Elon Musk (34) owns and pilots three jets, including a Russian fighter plane, and has produced a movie starring Katie Holmes. He sold two Internet companies made him a rand billionaire 10 times over. The former Pretoria Boys and Bryanston High School pupil has spent more than R600-million in making space travel cheaper. Still a South African citizen, Elon has lived in Canada and Bel Air, California for 17 years. He left South Africa in 1989, to avoid conscription, and landed in Canada. He later moved to the US where he studied economics and physics at the University of Pennsylvania.
He is set to become the first person in history to send his own rocket into orbit when he launches his brainchild Falcon rocket from the Kwajalein Atoll in the Marshall Islands any day now. His Space Exploration Technologies Corporation (SpaceX), based in El Segundo, Texas, was set up 3 years ago and has a staff of 150. The United States Defence Department was his first customer, with the US Air Force signing a $100-million contract until 2010. His company also beamed up the ashes of Star Trek’s legendary engineer Scotty, actor James Doohan, into space.

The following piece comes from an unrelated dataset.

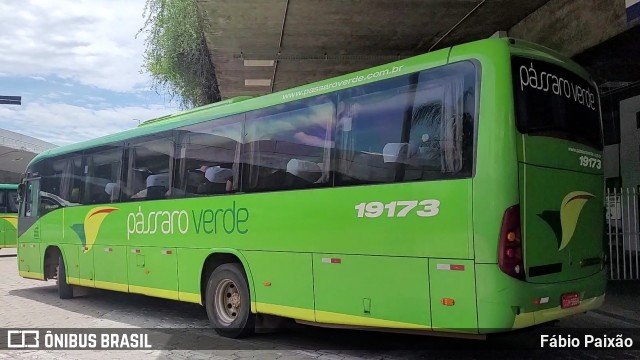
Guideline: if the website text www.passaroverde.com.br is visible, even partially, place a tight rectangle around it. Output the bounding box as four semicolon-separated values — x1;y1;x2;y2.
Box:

In 1999 Elon and his co-founders sold Zip2, a Web software business, for more than $300-million to Compaq. From there, he founded the online payment service company Paypal. Three years ago he sold it to eBay, keeping $1,5-billion in stocks.
Elon was the executive producer of the movie, Thank you for smoking, which recently premiered at the Toronto International Film Festival and stars Robert Duvall, Rob Lowe and Katie Holmes. The married father of twin babies has a Porsche Turbo, a MacLaren F1, and an e-Type Jaguar. For his 30th birthday, he flew friends and family from South Africa to Ashby Castle in England, the medieval fortress where Mary Queen of Scots was imprisoned.
His uncle, Midrand medical doctor Michael Musk, said that Elon had a life-changing experience when he almost died from malaria after a holiday to Londolozi Game Reserve in 2000. His first-born child died soon afterwards.